How and when did the ozone layer form?

1 Answer
Mar 1, 2018

The conventional answer is "it formed by the Chapman mechanism", which implies that the layer was created when the atmospheric concentration of oxygen was sufficient.

Explanation:

A theory for the origin of this ozone layer was proposed in 1930 by a British scientist, Sydney Chapman, and is known as the Chapman mechanism. The basis is that ultraviolet light breaks the bond between two oxygen atoms in molecular oxygen at high altitude. The highly-reactive single oxygen atoms attack molecular oxygen which is in contact with a third non-reacting agent. However, ozone is unstable and will revert to oxygen by a reverse process. Thus the ozone layer is the result of an equilibrium between the splitting, the formation of the ozone, and its decay back to oxygen.

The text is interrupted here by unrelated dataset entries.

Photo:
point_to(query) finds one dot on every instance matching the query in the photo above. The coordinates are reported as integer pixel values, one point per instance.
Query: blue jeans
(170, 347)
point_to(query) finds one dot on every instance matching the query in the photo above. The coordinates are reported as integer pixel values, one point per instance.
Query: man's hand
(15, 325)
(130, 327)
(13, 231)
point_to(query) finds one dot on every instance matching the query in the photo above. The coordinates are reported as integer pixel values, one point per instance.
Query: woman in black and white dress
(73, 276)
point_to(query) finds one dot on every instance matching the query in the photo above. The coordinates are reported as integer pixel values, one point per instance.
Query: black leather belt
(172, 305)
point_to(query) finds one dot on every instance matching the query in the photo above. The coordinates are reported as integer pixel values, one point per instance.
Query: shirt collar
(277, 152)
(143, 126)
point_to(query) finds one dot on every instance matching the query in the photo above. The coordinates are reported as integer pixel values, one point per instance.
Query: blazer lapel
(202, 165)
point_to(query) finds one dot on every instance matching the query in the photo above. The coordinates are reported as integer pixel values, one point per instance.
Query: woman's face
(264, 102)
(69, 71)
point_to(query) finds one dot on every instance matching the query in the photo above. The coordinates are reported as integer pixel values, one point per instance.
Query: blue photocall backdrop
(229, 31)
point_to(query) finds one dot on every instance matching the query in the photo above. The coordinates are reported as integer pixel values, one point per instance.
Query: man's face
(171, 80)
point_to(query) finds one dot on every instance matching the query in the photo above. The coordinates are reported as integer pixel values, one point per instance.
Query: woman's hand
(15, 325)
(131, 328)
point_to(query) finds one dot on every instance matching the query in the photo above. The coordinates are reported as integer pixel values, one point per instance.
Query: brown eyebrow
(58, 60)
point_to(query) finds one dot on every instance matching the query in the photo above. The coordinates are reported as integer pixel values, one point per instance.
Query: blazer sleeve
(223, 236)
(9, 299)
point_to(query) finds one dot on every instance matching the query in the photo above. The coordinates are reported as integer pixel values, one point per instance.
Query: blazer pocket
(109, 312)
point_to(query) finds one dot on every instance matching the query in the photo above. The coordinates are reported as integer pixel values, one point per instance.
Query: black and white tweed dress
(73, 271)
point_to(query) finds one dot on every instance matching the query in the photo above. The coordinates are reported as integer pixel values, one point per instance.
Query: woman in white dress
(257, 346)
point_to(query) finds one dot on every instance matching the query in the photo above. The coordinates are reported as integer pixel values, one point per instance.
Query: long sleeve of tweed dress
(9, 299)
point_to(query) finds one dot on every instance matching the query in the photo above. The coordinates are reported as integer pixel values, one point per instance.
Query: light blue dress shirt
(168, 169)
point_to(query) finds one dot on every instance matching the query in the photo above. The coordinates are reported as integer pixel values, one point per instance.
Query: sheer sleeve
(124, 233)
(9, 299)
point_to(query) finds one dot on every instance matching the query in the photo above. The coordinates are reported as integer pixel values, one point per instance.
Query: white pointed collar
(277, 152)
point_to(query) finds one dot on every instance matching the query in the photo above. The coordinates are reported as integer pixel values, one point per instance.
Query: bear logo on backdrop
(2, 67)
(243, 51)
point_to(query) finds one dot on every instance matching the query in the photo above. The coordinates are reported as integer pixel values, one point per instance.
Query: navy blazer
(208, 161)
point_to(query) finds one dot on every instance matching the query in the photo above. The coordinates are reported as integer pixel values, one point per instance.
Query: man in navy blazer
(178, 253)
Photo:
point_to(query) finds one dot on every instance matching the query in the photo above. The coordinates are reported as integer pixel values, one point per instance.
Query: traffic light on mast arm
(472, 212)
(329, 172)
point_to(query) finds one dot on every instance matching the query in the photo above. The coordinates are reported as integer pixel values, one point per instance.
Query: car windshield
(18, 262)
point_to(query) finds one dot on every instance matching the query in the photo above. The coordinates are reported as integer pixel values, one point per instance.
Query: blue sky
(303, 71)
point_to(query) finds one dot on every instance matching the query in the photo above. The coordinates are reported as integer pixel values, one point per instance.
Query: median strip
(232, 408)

This implies that the ozone layer gradually built up in step with the increase in concentration oxygen in the atmosphere once plants appeared and photosynthesis got under way.

The Chapman hypothesis was re-examined in the 1980s as a result of political pressure to reduce the production of CFCs. Some people argue that it is flawed in a way that Chapman could not have known in 1930 as quantum mechanical calculations had not been sufficiently developed. The flaw is that the energy in an ultra-violet quantum is insufficient to break the bond, at least in the mechanism as accepted. This issue has become important because some people believe that CFCs interfere with the Chapman Mechanism and might cause a reduction in ozone concentration. The current position is unclear.